After years of poor cell coverage, residents in Purcellville’s Hirst Farm neighborhood might be pleased to know the town is one step closer to improving the issue for good.
The Town Council Tuesday night voted 6-0-1 to authorize staff to advertise for proposals to build a telecommunications tower at the Basham Simms Wastewater Facility off South 20th Street. Mayor Kwasi Fraser abstained from the vote because of his position with Verizon.
Council directed staff to do so once it finalizes contract extensions with the cell carriers currently in place on the Maple Avenue water tower—AT&T, Sprint, T-Mobile and Verizon. Public Works Director Buster Nicholson said that could be done by July. According to a staff report, the new cell tower will increase cell coverage in the southwestern portion of town, allow for the town to install its own equipment to improve daily functions and provide the town with a source of revenue.
Having a firm manage and pay for the design and construction of the cell tower will cost the town nothing, but will provide it with revenue in the form of a percentage of what the firm generates annually from the leases it negotiates with cellular carriers.
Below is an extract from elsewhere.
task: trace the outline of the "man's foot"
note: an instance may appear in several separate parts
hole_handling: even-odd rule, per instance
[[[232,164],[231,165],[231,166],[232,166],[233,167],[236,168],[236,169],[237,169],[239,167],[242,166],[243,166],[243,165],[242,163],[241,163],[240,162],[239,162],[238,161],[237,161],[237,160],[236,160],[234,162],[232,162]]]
Staff will rate the firms on their proposals using a 100-point system—60 points each for their descriptions on how they plan to increase the town’s bandwidth and increase cell coverage area; 25 points for how they plan to maximize revenue for the town; and 15 points for how they plan to make room for town equipment atop the tower. That equipment could improve the town’s communications and daily functions, such as improved water meter readings and police radio systems.
Residents in the town’s southwestern quadrant, specifically the Hirst Farm neighborhood, have experienced poor cell coverage for at least the last four years. Those issues were exacerbated last summer when AT&T, Sprint, T-Mobile and Verizon were forced to relocate their cell antennas from atop the 205-foot-tall Maple Avenue water tower to spots 55-95 feet lower on a temporary tower when the town began repairs to the water tower. Nicholson said those repairs should wrap up by July and will most likely improve cellular coverage in town to some extent.
On some occasions, residents have had to leave their neighborhoods in the southwestern part of town and drive to areas of town that have better coverage to conduct business calls.
As a step to better the situation, the Town Council in February voted unanimously to direct town staff to create an implementation plan for a town-managed design and construction of a 125- to 175-foot-tall cell tower at Basham Simms, which sits about a mile-and-a-half south of the water tower and abuts Hirst Farm.
In April, the council instead opted for an outside firm to handle that process, since the town would have had to pay $240,000 to design and build a 175-foot-tall monopole and would not have been able to pay that back until a third of the way through year three if four cell carriers leased space at $1,500 per month.
Because the town will outsource the cell tower build and will no longer need to spend any money up front, the council Tuesday night also voted unanimously to return to the Wastewater fund the $280,000 that it transferred to the Wastewater Capital Improvement Program in the fiscal year 2019 budget.